"We're really focusing on stopping the run," said defensive tackle Ian Scott. "We can't allow people to be two-dimensional on us. In order to play good defense you've got to be able to stop the run."
That theory will be challenged against Washington running back Clinton Portis. He tore up the Bears in Week 6 of last year, when he rushed for 171 yards on 36 carries. He finished the season with 1,315 yards on the ground, but averaged a disappointing 3.8 yards per carry.
In limited work in the preseason, Portis averaged 6.2 yards per rush. The second year in the Washington could prove fruitful with a quality offensive line in front of the five-foot-11, 212-pounder.
"We didn't play well on offense and I think Clinton having said that rushed for (over) 1,300 yards and missed the last game of the season," said Washington head coach Joe Gibbs. "That's one of the best years that we've ever had with a running back. He's played at a very high level since he's been in the league and we're hoping that's what happens this year."
The challenge for Portis will be consistently facing eight-men in the box. The lack of a passing game can quickly allow a defense to focus solely on stopping the run, as the Bears saw first hand last year.
The Bears are also entering their second year in the current defensive scheme. Mistakes were common with players learning the system in 2004, but the team returns all 11 starters this season.
The unit is also as healthy as it's been since Lovie Smith became head coach. The last time the Redskins and Bears played, Brian Urlacher returned to the field after missing two games with a hamstring pull, while Jerry Azumah made his debut after missing the first four games of the year following surgery to repair a herniated disk in his neck. Charles Tillman and Mike Brown were both out of the lineup, who are both strong in run support.

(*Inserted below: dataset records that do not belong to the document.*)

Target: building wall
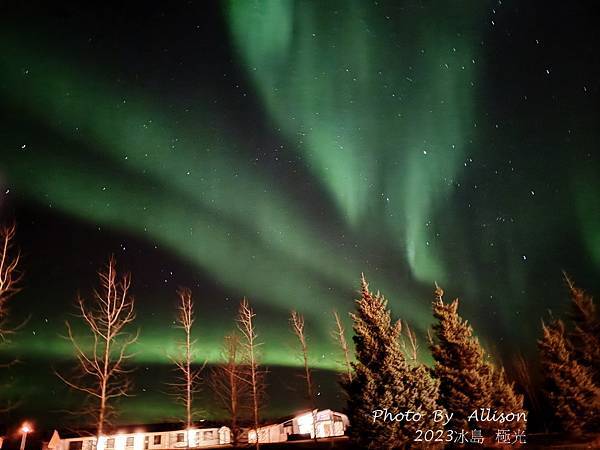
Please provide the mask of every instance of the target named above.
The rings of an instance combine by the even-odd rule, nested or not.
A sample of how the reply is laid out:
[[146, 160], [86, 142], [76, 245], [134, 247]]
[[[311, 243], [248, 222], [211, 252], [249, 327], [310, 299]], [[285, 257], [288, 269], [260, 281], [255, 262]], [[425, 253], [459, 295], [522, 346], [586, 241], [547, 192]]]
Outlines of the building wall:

"If a team is constantly gaining four or five yards a run they can control the clock," Scott said. "They get into second and short situations and third and short situations and it's hard to get off the field when you're constantly in those situations. So stopping the run is a top priority if you want to be successful."

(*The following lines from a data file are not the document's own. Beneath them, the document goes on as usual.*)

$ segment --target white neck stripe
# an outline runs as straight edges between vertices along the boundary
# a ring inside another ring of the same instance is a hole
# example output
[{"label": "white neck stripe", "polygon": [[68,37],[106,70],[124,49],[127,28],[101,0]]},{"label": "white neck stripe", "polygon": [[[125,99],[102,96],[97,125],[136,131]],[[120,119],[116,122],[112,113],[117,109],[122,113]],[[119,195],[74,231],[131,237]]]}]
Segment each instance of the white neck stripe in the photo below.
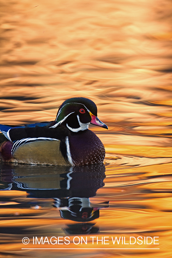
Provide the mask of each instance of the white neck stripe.
[{"label": "white neck stripe", "polygon": [[70,115],[71,115],[71,114],[72,114],[73,113],[74,113],[75,112],[72,112],[71,113],[70,113],[70,114],[69,114],[69,115],[68,115],[67,116],[65,117],[64,117],[63,119],[62,119],[62,120],[61,120],[60,121],[59,121],[59,122],[58,122],[57,124],[54,124],[54,125],[53,126],[51,126],[50,127],[50,128],[54,128],[55,127],[56,127],[56,126],[58,126],[59,124],[60,124],[63,122],[64,120],[65,120],[66,118],[69,116],[70,116]]}]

By taking away Portis, it forces Patrick Ramsey to make plays, which is something he has a tendency to do for both teams.
While there is little doubt Portis is an elite running back, the Bears made their fair share of mistakes last year. Whether it was poor tackling or being in the wrong gap, the level of discipline will have to improve.
"Hopefully he'll see 11 guys tackling him every time," said defensive coordinator Ron Rivera. "I think the disappointing thing more than anything is he made us miss. He broke some tackles. If you're going to do that to a quality football player like that he's going to make some yards on you. That's exactly what he did.
"We have most certainly got to tackle better than we did against him the first time that we played him last year."